Flower of Eastern Europe
Winifer Skattebol

Judith Barath’s work is layered with "robust blooms and writhing forms" to awaken us to the force of nature, while being executed through digital means. On her computer, Barath uses a Wacom Tablet and digital pen, and combines elements of Adobe Illustrator and Photoshop, experimenting with 3D effects, airbrushing and color-adjustment. "It’s like finger-painting," the artist says. "When I start a work and the white page appears on the screen, it is just as exciting as looking at a new canvas."
Barath grew up under her father’s tutelage at a school of applied arts in Budapest, and counts Sandro Botticelli and Alphonse Mucha among her primary influences. She went on to study graphic design and has spent her adult life working as a children’s book illustrator, animator, as well as an industrial and commercial designer for promotional agencies. One thinks of fellow Hungarian Laszlo Moholy-Nagy, who attempted to synthesize industrial forms with arts and crafts, creating symmetrical compositions of decorative, dramatic elements.

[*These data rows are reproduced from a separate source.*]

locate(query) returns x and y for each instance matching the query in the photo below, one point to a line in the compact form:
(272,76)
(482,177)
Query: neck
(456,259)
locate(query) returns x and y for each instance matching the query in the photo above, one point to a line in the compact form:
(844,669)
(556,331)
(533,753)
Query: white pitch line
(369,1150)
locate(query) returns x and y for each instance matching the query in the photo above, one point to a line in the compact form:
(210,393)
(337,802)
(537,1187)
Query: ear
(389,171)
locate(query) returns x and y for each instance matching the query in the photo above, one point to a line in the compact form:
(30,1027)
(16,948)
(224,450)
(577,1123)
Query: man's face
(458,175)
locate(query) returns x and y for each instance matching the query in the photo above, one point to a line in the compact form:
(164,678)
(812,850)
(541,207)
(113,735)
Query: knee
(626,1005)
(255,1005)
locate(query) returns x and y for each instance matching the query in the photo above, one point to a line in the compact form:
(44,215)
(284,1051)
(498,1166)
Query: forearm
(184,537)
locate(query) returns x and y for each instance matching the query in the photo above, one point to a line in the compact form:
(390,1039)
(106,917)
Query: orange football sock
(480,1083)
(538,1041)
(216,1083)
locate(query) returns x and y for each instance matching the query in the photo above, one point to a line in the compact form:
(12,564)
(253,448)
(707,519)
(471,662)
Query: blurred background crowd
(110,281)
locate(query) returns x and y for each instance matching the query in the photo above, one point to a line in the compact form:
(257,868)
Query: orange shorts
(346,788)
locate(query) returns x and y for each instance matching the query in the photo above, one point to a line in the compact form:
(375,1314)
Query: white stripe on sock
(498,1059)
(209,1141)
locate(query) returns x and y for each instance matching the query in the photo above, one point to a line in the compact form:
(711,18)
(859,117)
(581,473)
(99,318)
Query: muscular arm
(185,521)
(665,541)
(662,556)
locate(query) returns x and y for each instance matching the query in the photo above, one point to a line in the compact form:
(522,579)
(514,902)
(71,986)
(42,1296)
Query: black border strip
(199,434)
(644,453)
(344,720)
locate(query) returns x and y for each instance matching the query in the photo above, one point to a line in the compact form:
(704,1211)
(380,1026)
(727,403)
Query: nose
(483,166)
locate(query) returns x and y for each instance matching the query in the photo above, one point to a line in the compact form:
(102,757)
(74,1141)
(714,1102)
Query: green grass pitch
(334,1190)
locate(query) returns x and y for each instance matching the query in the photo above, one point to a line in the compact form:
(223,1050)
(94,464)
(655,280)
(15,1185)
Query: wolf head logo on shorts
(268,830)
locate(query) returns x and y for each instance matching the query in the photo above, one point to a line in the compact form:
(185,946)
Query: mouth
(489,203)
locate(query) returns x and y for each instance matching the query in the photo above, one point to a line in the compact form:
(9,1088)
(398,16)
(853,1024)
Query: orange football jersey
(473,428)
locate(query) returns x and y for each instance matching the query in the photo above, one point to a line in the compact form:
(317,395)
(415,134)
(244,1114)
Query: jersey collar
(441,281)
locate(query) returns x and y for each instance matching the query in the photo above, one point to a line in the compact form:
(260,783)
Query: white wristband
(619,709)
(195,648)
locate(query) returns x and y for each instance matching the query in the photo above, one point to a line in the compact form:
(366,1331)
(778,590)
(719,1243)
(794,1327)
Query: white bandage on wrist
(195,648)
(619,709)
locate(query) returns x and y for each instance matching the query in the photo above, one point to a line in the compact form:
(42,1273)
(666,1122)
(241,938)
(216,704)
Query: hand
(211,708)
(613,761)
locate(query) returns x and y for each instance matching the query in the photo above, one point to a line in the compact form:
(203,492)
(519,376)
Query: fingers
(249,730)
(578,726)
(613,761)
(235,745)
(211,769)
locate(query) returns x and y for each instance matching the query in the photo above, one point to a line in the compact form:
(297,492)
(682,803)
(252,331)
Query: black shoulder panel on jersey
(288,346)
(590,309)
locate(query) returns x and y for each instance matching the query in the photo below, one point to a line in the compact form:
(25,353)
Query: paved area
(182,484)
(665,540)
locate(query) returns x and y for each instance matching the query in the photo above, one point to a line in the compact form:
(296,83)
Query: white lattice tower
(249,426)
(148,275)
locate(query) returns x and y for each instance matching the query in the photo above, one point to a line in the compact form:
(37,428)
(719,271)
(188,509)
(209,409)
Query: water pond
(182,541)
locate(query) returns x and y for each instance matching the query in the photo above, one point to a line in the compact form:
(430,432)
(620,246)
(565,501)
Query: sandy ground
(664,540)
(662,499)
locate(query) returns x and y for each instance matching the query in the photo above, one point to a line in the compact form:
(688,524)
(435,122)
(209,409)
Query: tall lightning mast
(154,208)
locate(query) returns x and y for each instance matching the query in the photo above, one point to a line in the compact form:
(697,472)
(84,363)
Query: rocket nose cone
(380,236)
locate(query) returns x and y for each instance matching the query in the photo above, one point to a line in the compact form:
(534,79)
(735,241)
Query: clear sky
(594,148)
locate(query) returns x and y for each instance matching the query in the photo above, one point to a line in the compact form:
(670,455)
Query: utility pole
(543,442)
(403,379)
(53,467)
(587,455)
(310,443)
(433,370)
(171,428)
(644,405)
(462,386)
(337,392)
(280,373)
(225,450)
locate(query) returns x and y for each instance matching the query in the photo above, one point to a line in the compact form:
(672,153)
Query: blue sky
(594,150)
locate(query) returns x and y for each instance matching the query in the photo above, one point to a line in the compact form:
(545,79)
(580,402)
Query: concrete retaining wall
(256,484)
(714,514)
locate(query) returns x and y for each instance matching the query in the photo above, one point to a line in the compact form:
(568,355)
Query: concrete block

Barath has never lost her love of fine art; painting wildflowers and oil landscapes has always been her form of relaxation. "All living things have strong bonds to each other," she tells me. For these paintings, she uses an Impressionistic style with an impasto technique. Often the flowers find their way onto greeting cards, where close-up images are "like someone reaching for a miracle."
Falling and Dreaming are examples of Barath’s preoccupation with "the universe’s vital energy of organic and botanical elements." They also pulsate with sensuality, restoring faith in the sacred beauty of the female body and its life-giving powers. Many of her works are reminiscent of wide-hipped, full-bodied, fertility goddesses.
Acceptance of the body as sacred, in fact, is central to feminist spirituality. Rather than the monastic ideal of renunciation in which instinct and desire are viewed as a hindrance to union with God, such spirituality cherishes physical incarnation in all its richness. Desires and needs of the body–whether sexual or otherwise–are considered holy rather than sinful. In this sense, Barath’s art speaks to that part of us that is endlessly creative and regenerative.
Her striking, seductive images are "personal reflections of coming to terms with the connection between man and woman, the struggle to find harmony in life." When couples are captured in an intimate embrace, the viewer has a mystical experience of oneness.
As a way of showing strained relations, sometimes the artist has her couples face but not appear to see one another. In other instances, two female profiles face each other, representing opposing aspects of woman. From these perspectives, the oneness becomes almost a void of emptiness, swimming in a womb of space that is nevertheless vibrant with potential life.
Sometimes, Barath finds this vibrancy in the vistas around her home in Oak Brook, IL (a suburb of Chicago), which she loves to photograph as well as paint. At other times, she must travel further from home. When last we spoke, Barath was on her way to Central Asia to drink from a new well of inspiration.